We discovered that distributing control by itself wasn’t enough. As that happened, it put requirements on the new decision makers to have a higher level of technical knowledge and clearer sense of organizational purpose than ever before. That’s because decisions are made against a set of criteria that includes what’s technically appropriate and what aligns with the organization’s interests. In later chapters, you’ll be introduced to mechanisms that address both of these supporting pillars.
QUESTIONS TO CONSIDER
How can you prepare your mid-level managers to shift from holding a “position of privilege” to one of “accountability, responsibility, and work”?
What procedure or process can you change with one word that will give your mid-level managers more decision-making authority?
When thinking about delegating control, what do you worry about?
What do you as a proponent of the leader-leader approach need to delegate to show you are willing to walk the talk?
“Welcome Aboard Santa Fe!”
Don’t like something about the “culture” in your organization and want to change it? We did this in a simple way.
January 11, 1999: Pearl Harbor, Hawaii (169 days to deployment)

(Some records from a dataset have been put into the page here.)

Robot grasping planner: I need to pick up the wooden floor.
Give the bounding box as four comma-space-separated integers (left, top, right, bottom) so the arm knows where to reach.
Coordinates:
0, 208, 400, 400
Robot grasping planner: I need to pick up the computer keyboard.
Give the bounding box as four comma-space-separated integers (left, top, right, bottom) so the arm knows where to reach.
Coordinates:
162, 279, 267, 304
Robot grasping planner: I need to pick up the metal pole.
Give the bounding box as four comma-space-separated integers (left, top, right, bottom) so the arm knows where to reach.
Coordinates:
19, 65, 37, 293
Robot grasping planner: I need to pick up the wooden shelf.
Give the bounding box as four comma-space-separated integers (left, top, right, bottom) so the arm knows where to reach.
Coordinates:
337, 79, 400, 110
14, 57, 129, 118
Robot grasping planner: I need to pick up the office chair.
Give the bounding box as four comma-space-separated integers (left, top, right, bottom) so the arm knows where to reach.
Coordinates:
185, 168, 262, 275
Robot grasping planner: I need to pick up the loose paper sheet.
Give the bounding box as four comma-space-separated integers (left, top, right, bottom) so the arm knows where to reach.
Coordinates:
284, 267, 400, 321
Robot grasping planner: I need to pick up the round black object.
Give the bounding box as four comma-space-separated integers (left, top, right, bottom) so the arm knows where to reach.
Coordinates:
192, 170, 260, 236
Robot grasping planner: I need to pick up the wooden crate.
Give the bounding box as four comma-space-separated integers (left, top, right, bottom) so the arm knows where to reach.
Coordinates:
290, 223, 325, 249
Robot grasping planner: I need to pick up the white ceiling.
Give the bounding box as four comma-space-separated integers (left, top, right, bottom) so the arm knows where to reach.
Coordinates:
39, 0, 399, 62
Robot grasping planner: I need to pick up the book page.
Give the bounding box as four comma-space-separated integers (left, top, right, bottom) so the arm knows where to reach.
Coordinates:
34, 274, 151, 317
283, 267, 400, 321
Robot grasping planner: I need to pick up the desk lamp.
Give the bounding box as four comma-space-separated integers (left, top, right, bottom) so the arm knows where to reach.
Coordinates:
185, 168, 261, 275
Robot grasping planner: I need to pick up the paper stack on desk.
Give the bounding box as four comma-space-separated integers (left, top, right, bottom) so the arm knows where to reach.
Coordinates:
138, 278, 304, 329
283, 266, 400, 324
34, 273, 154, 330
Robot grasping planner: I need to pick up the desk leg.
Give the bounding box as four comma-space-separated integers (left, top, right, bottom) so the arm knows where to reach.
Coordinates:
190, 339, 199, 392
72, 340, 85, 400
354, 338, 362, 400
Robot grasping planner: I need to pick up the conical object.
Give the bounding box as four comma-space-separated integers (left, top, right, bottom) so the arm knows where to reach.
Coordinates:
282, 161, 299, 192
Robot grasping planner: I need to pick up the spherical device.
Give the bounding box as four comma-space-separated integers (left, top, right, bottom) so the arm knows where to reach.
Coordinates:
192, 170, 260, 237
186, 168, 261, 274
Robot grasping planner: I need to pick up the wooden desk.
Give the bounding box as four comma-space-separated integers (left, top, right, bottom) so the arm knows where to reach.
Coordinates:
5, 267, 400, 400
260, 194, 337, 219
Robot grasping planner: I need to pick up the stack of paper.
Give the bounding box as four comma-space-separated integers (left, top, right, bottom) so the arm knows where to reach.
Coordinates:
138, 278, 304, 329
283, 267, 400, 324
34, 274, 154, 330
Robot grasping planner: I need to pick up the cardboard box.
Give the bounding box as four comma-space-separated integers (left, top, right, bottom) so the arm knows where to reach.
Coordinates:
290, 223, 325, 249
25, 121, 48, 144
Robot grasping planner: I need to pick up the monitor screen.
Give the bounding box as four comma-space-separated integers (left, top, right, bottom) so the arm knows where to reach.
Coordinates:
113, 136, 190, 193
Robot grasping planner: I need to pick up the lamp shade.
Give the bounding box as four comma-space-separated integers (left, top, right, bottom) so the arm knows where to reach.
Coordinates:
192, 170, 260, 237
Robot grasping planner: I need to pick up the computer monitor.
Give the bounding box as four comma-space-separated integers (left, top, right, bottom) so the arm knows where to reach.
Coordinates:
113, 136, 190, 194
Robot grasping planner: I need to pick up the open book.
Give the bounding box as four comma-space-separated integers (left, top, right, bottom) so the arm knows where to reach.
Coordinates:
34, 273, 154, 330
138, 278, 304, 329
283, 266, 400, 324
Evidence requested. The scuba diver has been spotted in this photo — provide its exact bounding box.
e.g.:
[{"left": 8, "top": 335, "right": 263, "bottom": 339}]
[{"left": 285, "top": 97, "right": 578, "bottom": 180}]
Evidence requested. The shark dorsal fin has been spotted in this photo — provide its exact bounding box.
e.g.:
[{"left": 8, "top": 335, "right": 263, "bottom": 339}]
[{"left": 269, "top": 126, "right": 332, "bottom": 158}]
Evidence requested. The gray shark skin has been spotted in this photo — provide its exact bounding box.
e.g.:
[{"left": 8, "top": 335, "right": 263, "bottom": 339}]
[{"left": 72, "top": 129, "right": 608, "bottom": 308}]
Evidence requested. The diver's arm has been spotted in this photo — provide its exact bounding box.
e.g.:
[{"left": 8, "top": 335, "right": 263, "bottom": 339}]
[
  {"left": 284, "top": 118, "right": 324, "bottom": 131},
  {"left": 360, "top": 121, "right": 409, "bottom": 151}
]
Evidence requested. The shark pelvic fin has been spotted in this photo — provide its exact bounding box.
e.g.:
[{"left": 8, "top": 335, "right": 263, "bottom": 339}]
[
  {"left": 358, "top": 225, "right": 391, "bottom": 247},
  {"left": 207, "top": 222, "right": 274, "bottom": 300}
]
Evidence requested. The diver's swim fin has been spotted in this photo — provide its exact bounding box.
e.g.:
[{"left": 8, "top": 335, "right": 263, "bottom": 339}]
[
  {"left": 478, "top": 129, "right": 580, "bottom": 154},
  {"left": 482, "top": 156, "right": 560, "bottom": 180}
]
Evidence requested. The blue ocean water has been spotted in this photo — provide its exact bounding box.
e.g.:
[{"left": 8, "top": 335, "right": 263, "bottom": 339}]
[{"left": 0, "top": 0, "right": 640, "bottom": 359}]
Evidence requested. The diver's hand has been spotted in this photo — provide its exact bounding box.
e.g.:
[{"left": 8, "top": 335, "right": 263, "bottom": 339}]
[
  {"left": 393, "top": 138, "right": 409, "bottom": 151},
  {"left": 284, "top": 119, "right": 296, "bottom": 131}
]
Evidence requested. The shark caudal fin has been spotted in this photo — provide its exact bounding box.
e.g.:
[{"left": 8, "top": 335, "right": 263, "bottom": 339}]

The buzz of excitement filled the air on board the USS Santa Fe Monday morning as the chiefs started talking about their new authority. The sailors took notice and, accordingly, there was more spring in their step as we went about the work of the day. It seemed that the direct connection between the chiefs, who were responsible for making the work come out right, and the sailors, who were the performers of the valve lineups, maintenance procedures, and operational tasks, had engaged bo
th the troops and the supervisors alike. There was greater commitment, greater engagement.
Military discipline improved as well. In the past, some of the junior enlisted men would mouth off to their chiefs. (We called this showing “attitude,” which is not a good thing.) Since each chief’s authority to discipline them for their remarks was minimal, these puerile enlisted men could afford to complain; the cost was low. Now, with the chiefs’ having more authority, the junior enlisted men were motivated to suppress their immature responses and get to the work of the day. So far, so good.
Overall, the mood was upbeat. Yet there was so much to do. We were deploying in 169 days; more urgently, prior to deployment there would be a series of inspections of increasing complexity. We were scheduled to get under way in eight days to do the first of these: an inspection conducted by my immediate superior, Commodore Mark Kenny. He and his squadron staff were going to be riding us for four days, observing Santa Fe perform a host of submarine operations.
I wasn’t sure how we could possibly do well. The knowledge gaps were so big and the operational practice so rusty there was no way we could learn and practice everything we needed to do in the next week. Besides, we had a full 24/7 job just finalizing the repairs and maintenance from the past month, loading stores, and preparing the charts and operational plan to get under way on time.
Not only did we need to demonstrate to the squadron staff that we were competent; we needed a success in support of the changes I needed to make because not everyone understood how this new scheme was going to work. I already had skeptics among the crew.